Soneji, S., Panda, S., Neve, S., & Dodge, J.

arXiv preprint, arXiv:2502.08743, 2025.

Abstract

In general, Terms of Service (ToS) and other policy documents are verbose and full of legal jargon, which poses challenges for users to understand. To improve user accessibility and transparency, the "Terms of Service; Didn't Read" (ToS;DR) project condenses intricate legal terminology into summaries and overall grades for the website's policy documents. Nevertheless, uncertainties remain about whether users could truly grasp the implications of simplified presentations. We conducted an online survey to assess the perceived understandability and severity of randomly chosen cases from the ToS;DR taxonomy. Preliminary results indicate that, although most users report understanding the cases, they find a bias towards service providers in about two-thirds of the cases. The findings of our study emphasize the necessity of prioritizing user-centric policy formulation. This study has the potential to reveal the extent of information imbalance in digital services and promote more well-informed user consent.

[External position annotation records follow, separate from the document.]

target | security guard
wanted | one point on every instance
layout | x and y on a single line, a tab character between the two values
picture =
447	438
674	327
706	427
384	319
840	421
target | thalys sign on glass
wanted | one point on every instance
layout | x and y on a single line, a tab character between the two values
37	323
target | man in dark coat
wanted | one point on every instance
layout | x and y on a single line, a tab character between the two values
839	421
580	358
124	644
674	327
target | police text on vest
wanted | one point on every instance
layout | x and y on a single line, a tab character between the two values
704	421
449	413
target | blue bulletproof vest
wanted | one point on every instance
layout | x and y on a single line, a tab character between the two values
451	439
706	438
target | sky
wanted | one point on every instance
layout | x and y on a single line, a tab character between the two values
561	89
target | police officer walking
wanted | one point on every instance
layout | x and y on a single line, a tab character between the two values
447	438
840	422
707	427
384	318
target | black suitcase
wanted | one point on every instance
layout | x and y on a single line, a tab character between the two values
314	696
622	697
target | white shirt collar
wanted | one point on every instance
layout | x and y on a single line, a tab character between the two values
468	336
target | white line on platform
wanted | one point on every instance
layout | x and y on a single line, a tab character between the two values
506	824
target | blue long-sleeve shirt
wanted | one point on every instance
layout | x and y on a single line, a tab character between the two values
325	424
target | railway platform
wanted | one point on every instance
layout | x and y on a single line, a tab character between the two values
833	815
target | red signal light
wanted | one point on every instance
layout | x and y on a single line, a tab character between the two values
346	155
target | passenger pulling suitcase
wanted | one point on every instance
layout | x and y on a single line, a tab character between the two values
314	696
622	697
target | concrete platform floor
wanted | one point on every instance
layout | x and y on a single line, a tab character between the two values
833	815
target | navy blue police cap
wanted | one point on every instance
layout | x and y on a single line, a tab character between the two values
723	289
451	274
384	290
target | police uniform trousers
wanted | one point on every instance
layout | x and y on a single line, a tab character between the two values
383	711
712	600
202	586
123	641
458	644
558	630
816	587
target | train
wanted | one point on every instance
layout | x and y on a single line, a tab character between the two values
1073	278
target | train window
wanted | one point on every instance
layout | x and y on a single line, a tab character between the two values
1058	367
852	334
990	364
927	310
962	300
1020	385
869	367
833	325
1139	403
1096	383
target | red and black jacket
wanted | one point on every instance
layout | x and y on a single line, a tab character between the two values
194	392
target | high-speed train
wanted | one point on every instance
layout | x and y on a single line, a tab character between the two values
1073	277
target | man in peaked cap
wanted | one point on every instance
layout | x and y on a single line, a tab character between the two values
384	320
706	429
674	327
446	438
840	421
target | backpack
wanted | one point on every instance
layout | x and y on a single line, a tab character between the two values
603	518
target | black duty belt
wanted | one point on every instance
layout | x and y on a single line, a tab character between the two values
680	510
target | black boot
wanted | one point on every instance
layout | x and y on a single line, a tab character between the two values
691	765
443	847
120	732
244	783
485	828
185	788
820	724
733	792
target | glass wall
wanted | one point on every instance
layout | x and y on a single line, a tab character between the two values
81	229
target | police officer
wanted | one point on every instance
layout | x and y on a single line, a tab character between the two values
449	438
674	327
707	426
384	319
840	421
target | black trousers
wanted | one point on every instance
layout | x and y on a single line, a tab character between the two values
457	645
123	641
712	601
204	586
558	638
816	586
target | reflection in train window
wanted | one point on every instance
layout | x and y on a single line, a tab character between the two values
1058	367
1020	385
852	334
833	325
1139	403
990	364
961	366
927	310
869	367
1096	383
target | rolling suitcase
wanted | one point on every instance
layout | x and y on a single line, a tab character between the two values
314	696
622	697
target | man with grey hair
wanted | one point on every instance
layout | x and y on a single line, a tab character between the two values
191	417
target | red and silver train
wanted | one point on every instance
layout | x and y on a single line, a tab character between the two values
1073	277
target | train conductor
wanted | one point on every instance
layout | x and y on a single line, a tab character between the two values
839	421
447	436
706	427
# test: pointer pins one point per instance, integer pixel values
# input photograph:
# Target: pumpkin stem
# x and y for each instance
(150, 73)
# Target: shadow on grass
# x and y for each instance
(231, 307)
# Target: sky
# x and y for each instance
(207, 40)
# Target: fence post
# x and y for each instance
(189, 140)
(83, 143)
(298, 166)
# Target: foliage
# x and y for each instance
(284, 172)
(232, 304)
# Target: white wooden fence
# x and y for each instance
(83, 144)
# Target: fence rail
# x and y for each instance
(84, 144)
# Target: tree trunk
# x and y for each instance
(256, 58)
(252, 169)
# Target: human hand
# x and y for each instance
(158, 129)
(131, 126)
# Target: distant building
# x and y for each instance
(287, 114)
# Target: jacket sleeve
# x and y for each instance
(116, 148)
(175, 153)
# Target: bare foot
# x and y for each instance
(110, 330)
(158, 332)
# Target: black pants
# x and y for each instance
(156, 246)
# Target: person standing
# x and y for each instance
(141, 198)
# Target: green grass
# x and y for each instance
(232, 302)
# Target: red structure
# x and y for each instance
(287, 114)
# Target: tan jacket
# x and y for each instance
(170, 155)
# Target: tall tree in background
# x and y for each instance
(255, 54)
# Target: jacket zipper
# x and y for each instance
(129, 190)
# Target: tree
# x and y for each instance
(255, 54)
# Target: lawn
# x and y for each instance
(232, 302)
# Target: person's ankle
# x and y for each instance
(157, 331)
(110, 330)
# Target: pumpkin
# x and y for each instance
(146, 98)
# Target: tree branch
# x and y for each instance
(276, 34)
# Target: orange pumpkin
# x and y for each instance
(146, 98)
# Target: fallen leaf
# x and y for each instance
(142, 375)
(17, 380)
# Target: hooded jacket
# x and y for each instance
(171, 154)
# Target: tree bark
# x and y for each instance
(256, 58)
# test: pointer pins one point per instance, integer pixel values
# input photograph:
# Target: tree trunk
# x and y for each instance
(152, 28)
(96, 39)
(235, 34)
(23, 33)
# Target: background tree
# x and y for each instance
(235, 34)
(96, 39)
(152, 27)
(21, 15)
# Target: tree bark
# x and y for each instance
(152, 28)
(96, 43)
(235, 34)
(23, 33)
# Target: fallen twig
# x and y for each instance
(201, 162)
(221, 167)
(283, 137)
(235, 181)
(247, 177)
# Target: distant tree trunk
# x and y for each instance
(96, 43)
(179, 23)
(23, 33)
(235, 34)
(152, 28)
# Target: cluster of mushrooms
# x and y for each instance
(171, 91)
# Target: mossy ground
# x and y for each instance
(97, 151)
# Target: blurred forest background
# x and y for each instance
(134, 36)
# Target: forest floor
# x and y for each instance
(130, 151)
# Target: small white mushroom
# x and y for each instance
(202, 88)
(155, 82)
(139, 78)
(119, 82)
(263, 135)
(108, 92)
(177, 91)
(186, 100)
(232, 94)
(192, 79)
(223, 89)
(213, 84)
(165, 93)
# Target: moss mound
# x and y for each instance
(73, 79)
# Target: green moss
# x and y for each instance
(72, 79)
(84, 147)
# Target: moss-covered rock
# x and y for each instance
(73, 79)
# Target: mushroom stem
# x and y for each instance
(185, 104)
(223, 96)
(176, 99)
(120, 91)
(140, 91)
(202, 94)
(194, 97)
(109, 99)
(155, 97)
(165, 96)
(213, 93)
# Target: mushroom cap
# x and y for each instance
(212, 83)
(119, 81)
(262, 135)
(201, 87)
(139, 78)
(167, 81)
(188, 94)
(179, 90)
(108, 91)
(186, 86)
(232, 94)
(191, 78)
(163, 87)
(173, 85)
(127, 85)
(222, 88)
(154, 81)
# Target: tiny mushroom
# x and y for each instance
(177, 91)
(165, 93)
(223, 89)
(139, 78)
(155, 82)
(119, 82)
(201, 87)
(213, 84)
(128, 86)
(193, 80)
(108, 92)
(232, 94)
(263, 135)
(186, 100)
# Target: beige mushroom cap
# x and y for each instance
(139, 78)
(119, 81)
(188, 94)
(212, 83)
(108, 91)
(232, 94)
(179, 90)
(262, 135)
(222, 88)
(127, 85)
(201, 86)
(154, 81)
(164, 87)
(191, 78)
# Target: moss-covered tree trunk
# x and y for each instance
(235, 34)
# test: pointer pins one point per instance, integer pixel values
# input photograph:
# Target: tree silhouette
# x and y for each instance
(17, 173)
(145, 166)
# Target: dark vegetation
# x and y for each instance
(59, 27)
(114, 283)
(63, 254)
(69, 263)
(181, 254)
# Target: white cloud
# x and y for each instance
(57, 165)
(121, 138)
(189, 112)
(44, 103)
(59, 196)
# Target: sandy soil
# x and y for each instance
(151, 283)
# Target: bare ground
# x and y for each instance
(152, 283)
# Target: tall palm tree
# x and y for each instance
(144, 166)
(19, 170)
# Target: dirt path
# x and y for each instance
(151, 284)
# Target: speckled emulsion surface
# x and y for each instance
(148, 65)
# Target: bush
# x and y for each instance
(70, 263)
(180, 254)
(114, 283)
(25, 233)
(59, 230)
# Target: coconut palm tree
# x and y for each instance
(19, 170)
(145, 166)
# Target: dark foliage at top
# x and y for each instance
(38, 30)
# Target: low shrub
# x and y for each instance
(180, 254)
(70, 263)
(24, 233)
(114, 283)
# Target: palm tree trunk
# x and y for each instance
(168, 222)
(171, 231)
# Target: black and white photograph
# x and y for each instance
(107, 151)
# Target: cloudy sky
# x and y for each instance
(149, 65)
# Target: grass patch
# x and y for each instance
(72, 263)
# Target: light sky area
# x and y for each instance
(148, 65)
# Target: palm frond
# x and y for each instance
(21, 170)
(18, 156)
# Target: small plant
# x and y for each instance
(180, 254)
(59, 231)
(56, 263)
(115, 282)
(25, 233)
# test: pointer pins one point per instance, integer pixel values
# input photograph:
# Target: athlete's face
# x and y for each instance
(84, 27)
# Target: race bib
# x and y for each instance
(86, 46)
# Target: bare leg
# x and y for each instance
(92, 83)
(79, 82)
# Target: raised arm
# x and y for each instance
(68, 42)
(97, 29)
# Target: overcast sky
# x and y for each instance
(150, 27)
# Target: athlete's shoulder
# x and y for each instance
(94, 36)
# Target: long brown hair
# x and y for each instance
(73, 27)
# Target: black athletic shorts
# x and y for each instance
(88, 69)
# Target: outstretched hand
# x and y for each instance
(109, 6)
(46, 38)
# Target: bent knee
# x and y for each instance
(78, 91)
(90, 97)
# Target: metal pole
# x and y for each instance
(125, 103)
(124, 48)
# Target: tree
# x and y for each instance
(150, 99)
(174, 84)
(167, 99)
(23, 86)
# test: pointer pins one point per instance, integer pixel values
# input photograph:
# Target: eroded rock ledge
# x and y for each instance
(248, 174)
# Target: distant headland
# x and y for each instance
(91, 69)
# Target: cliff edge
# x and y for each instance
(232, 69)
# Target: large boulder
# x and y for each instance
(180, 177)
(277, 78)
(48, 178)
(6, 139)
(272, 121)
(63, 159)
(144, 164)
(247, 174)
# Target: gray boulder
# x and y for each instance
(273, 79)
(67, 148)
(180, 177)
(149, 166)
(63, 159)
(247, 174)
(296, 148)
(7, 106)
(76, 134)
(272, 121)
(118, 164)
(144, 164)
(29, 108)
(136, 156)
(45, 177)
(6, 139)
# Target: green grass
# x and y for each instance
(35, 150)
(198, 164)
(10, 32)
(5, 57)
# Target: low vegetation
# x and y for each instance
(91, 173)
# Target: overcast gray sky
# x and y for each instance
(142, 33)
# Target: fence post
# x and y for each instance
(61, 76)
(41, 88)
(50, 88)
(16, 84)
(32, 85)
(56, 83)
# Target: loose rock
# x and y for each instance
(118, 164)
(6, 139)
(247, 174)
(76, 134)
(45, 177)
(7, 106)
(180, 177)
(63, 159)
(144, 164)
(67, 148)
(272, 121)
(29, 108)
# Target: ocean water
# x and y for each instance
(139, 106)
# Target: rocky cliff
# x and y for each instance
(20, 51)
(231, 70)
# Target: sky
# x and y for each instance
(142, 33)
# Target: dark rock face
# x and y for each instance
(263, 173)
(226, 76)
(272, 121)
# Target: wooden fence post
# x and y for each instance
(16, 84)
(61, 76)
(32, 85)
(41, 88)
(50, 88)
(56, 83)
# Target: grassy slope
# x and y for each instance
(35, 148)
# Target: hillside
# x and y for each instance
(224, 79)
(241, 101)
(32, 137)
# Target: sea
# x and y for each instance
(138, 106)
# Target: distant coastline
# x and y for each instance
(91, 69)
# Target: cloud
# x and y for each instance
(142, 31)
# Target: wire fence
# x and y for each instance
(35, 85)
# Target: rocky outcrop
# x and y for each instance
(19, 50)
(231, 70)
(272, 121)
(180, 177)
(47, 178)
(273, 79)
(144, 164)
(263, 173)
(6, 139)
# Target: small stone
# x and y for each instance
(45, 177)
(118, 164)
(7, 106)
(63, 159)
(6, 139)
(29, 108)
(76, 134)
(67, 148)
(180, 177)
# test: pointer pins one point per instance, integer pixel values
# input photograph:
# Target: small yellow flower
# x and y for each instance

View on arXiv Policy Usability ToS;DR User Study Privacy

Demystifying Legalese: An Automated Approach for Summarizing and Analyzing Overlaps in Privacy Policies and Terms of Service

Soneji, S., Hoesing, M., Koujalgi, S., & Dodge, J.

arXiv preprint, arXiv:2404.13087, 2024.

Abstract

The complexities of legalese in terms and policy documents can bind individuals to contracts they do not fully comprehend, potentially leading to uninformed data sharing. This work addresses that challenge by developing language models capable of producing automated, accessible summaries and scores for such documents, improving user understanding and enabling informed decision-making. We compared transformer-based and conventional models using our dataset, with RoBERTa achieving the highest performance at an F1-score of 0.74. Using this best-performing model, we detected redundancies and potential guideline violations by identifying overlaps in GDPR-required documents, emphasizing the need for stronger GDPR compliance.

View on arXiv Privacy NLP Policy Analysis

Revolutionizing Digital Consent: An Automated Approach to Simplifying and Deciphering Privacy Policies for Empowered User Understanding

Soneji, S.

29th International Conference on Intelligent User Interfaces, 2024.

Abstract

Terms of service (ToS) documents provide guidelines that users must follow to utilize a company’s services. Although posting ToS is not always legally required, certain regulations mandate it in specific cases. Users are expected to read and understand these terms before using a service — yet the familiar checkbox of “Yes, I have read and agree” is often called the “biggest lie on the internet.” ToS documents are typically lengthy and complex, making them difficult for users to read. Research shows participants spent an average of 51 seconds reading a ToS that should take 15–17 minutes to read thoroughly, with information overload being a key factor. This work uses Natural Language Processing (NLP), Machine Learning (ML), and Explainable AI (XAI) to create a browser extension that automatically simplifies and categorizes complex documents like privacy policies, producing summarized and annotated versions for faster comprehension. By bridging the knowledge gap, this technology empowers users to make informed decisions, improves digital consent transparency, builds trust, and ensures that terms are truly understood and agreeable.

Paper / Slides Consent Summarization

Systems Engineers’ Effectiveness in an Organization: Text and Visual Analytics Approach

Zavala, A., Soneji, S., Kothari, S., Ramirez-Marquez, J. E., Tao, H. Y. S., & Hutchison, N.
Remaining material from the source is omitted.